Item No. 1: Re-designation of Mr. Ranjan Jain as Whole Time Director

  • The resolution seeks shareholder approval to re-designate Mr. Ranjan Jain (DIN: 00635274) from Managing Director to 'Whole Time Director'.
  • The tenure is proposed for 5 years, from 3rd June 2026 to 2nd June 2031.
  • His remuneration is proposed at up to ₹7,00,000 (Seven Lakhs) per month for a period of 3 years.
  • The resolution includes a provision for payment of this remuneration even in the absence of or inadequacy of profits in any financial year, within the limits prescribed by the Central Government.
  • Mr. Jain is a related party, and this transaction requires shareholder approval as a Related Party Transaction.
  • He currently holds 26,55,000 shares in the company as of 31st March 2026.
  • His remuneration drawn during FY 2025-26 was ₹36.00 lakhs. His wife, also a company employee, drew a remuneration of ₹24.00 lakhs P.A. in the previous financial year.
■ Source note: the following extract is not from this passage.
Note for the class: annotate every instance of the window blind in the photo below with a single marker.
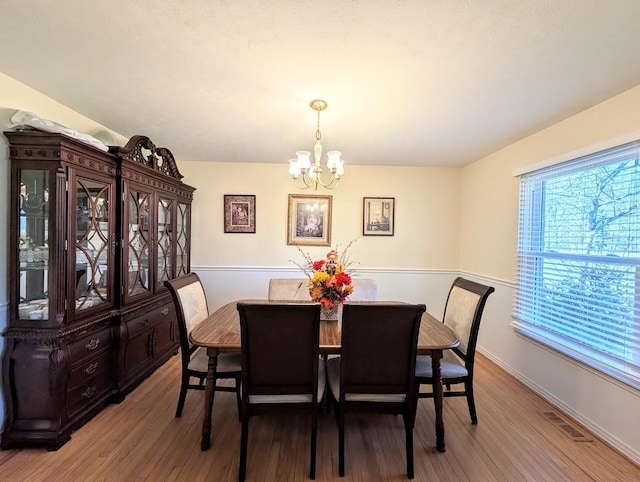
(579, 259)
Item No. 2: Appointment and Re-designation of Mr. Suninder Veer Singh as Managing Director

  • The resolution seeks shareholder approval to appoint and re-designate Mr. Suninder Veer Singh (DIN: 07693557) as Managing Director.
  • The tenure is proposed for 5 years, from 3rd June 2026 to 2nd June 2031.
  • His remuneration is proposed at up to ₹7,00,000 (Seven Lakhs) per month for a period of 3 years.
  • The resolution includes a provision for payment of this remuneration even in the absence of or inadequacy of profits, within statutory limits.
  • He holds 5,87,000 equity shares (1.20% of share capital) of the company.
  • His remuneration drawn during FY 2025-26 was ₹39.00 lakhs. His wife, also a company employee, drew a remuneration of ₹30.00 lakhs P.A. in the previous financial year.
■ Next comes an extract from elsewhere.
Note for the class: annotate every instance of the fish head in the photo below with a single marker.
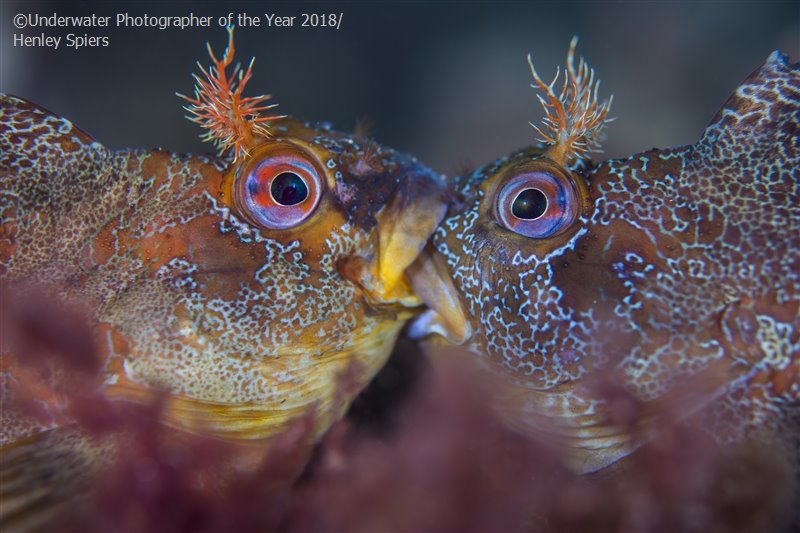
(669, 275)
(251, 289)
Financial Performance and Justification

The explanatory statement provides financial data and justification for the proposed remuneration:

  • Financial Performance (Amounts in ₹ Crores):
  • FY 2023-24: Net Revenue: 233.48, Other Income: 0.17, PBT: 4.12, PAT: 2.08
  • FY 2024-25: Net Revenue: 386.23, Other Income: 0.04, PBT: 1.01, PAT: 0.46
  • FY 2025-26: Net Revenue: 654.23, Other Income: 0.02, PBT: 14.79, PAT: 10.93
  • The company attributes past losses/inadequate profits to adverse market conditions but states its condition is improving.
  • Future Projections (Amounts in ₹ Crores):
  • FY 2026-27: Turnover (Net): 910.4, EBITDA: 34.14, Net Profit: 20.48
  • FY 2027-28: Turnover (Net): 1156.3, EBITDA: 46.25, Net Profit: 30.06
  • FY 2028-29: Turnover (Net): 1180.0, EBITDA: 50.15, Net Profit: 32.45
  • The proposed remuneration is justified as reasonable, industry-comparable, and in the best interest of the company given the expected growth, the directors' experience (over 20-25 years each), and their roles and responsibilities.
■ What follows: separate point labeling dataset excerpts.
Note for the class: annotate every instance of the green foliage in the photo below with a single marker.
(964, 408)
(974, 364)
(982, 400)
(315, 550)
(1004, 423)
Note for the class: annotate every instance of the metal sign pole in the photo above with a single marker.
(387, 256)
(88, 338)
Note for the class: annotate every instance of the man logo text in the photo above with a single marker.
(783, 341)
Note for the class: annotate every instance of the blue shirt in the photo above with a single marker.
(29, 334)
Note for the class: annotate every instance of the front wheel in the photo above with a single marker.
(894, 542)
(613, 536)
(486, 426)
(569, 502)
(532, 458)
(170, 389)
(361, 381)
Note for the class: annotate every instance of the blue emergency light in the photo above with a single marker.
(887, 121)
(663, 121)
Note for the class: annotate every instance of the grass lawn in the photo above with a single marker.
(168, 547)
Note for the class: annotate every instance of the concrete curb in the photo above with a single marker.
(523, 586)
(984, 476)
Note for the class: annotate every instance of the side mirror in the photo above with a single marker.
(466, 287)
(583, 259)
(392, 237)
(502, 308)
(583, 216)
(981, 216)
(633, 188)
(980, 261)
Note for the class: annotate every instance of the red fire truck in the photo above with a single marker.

Postal Ballot and E-Voting Process

  • The Board of Directors appointed M/s. Kanwaljit Singh, Practicing Company Secretaries (CP No: 5870), as the Scrutinizer for the process on 3rd June 2026.
  • The company has engaged Central Depository Services (India) Limited (CDSL) to provide the e-voting facility.
  • The cut-off date for determining members eligible to vote is the close of business on Friday, 5th June 2026.
  • The e-voting period starts on Saturday, 13th June 2026, at 9:00 AM IST and ends on Sunday, 12th July 2026, at 5:00 PM IST.
  • The Scrutinizer will submit a report within 48 hours of the e-voting closure.
  • The results will be announced on or before Tuesday, 14th July 2026 and will be displayed on the BSE website, the company's website (https://syschem.in), and CDSL's website.
  • Detailed instructions for shareholders (both demat and physical) on how to vote electronically are provided in the notice.